For what it's worth, I changed the URL to point to a page directly on the manufacturer's website, which has a newer version of the manual. 204.225.215.56 (talk) 01:03, 28 May 2025 (UTC)[reply]

The issue is with the hosting website, scribd is a place where users can upload pretty much whatever they want, hence user-generated content and could be removed at any time for whatever reason. A link to the manual on the official website is best, which is seems that you have now done.
That said, @Tedickey:, you need to be clear with what are telling people, you could have very easily explained what I did, rather then referring them to WP:RS over and over again and not telling them WHY. LakesideMinersCome Talk To Me! 01:10, 28 May 2025 (UTC)[reply]
That is indeed clear. However, I don't understand why the hosting site is an issue at all, if the document itself is reliable/valid. Yes, it can be removed, just like any link on the internet might die. And anyone can upload to the host, but that's like saying anyone can sell anything they want on eBay, so a book bought on eBay is automatically unreliable because anyone could have authored it.
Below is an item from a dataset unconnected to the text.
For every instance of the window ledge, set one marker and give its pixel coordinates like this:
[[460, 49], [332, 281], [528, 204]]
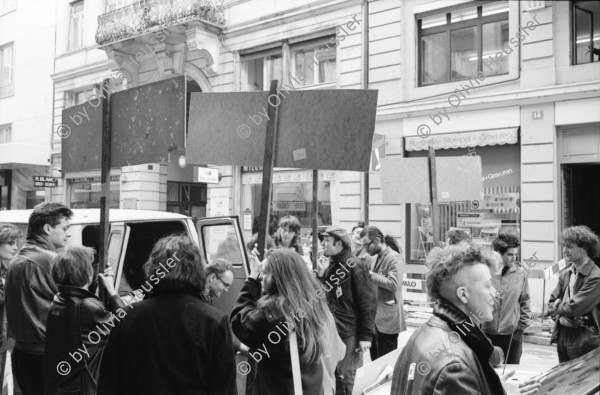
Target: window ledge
[[324, 85]]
It's the original document that's the source, not any particular URL that might be hosting it. 204.225.215.56 (talk) 01:22, 28 May 2025 (UTC)[reply]
It's the fact that it's more likely for that link to become dead then say a link to the manufacturer site itself. LakesideMinersCome Talk To Me! 02:17, 28 May 2025 (UTC)[reply]


  • Good Morning, I'm here from WP:3O. Having reviewed the discussion, I think the crux of the issue is that we would prefer to link to the original publisher or a reputable publisher to establish provenance. User:LakesideMiners is correct that Scribd doesn't fact check or review anything posted on it so it should be used with caution. It is useful as a non-paygated source though and it's url can be appended to the citation template for that purpose, but the original publication source should still be linked. I wouldn't worry, with either source, on the link becoming dead, the archive link bot here does a pretty good job catching that, and you could always use the archive URL from the Wayback Machine if that is a particular concern.
Hope this helps. Squatch347 (talk) 12:22, 30 May 2025 (UTC)[reply]
The majority of the disagreement in is the next section. 204.225.215.56 (talk) 12:47, 30 May 2025 (UTC)[reply]

Stratus use of SS1-whatever

[edit]

The recent edit adds a pointer to a table using those names, which are not explained in the source. Their relationship to this topic needs some explanation past an editor's original research efforts TEDickey (talk) 07:30, 28 May 2025 (UTC)[reply]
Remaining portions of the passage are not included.